Sunday, February 19, 2006

DW Load Methods

A data warehouse is a warehouse that contains data. Sounds funny doesn't it? Imagine a warehouse as a storage structure that may be physical or logical. In the DW it's both...logical as in the data model represenatation and physical as to the hard disks and other computer equipment that support the data warehouse.

The first question should be "How does the data get there?" Excellent question and I'll cover some different load methods in my column today.

Here are three key areas to keep in mind....

Availability - will someone create a report with transactions completed 20 minutes ago or will it be with yesterday's data?

ETL Process - does our ETL process handle constant loads or is it a once a day process?

Hardware limitations - do we have the hardware resources to allow people to access data and create reports while we are inserting/updating data?

Types of ETL Processing:

1. Batch load - load all data once a day. At the company I work with we do a batch load process that begins at midnight and hopefully a majority is complete by 7 am. (pretty common)

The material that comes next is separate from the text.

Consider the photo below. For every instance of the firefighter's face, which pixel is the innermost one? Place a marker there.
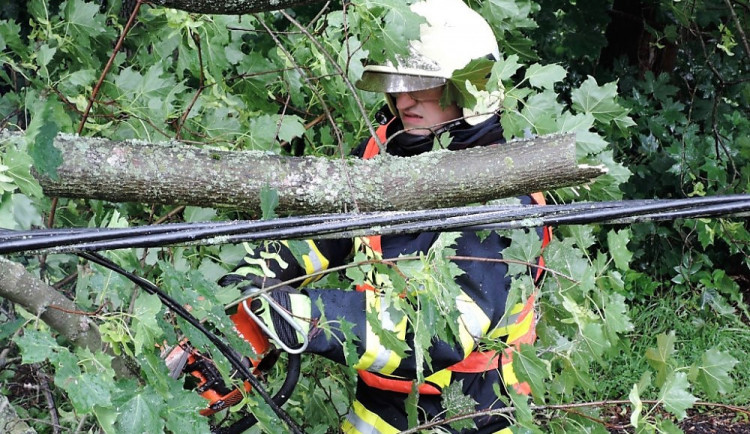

2. Trickle feed - rows are loaded in the EDW as they are received in the collector (the hardest)

3. Microbatch - small batches of data are processed on either a time threshold (every 2 hours) or a row threshold (20,000 records in the collector).

There you have it.....a brief overview of common DW load methods. In a future column we'll further explore each of these methods.

DW Resources

Here's some Data warehouse resources that I find helpful. I'm going to put this on the sidebar but until I take the time to figure that out this will have to do.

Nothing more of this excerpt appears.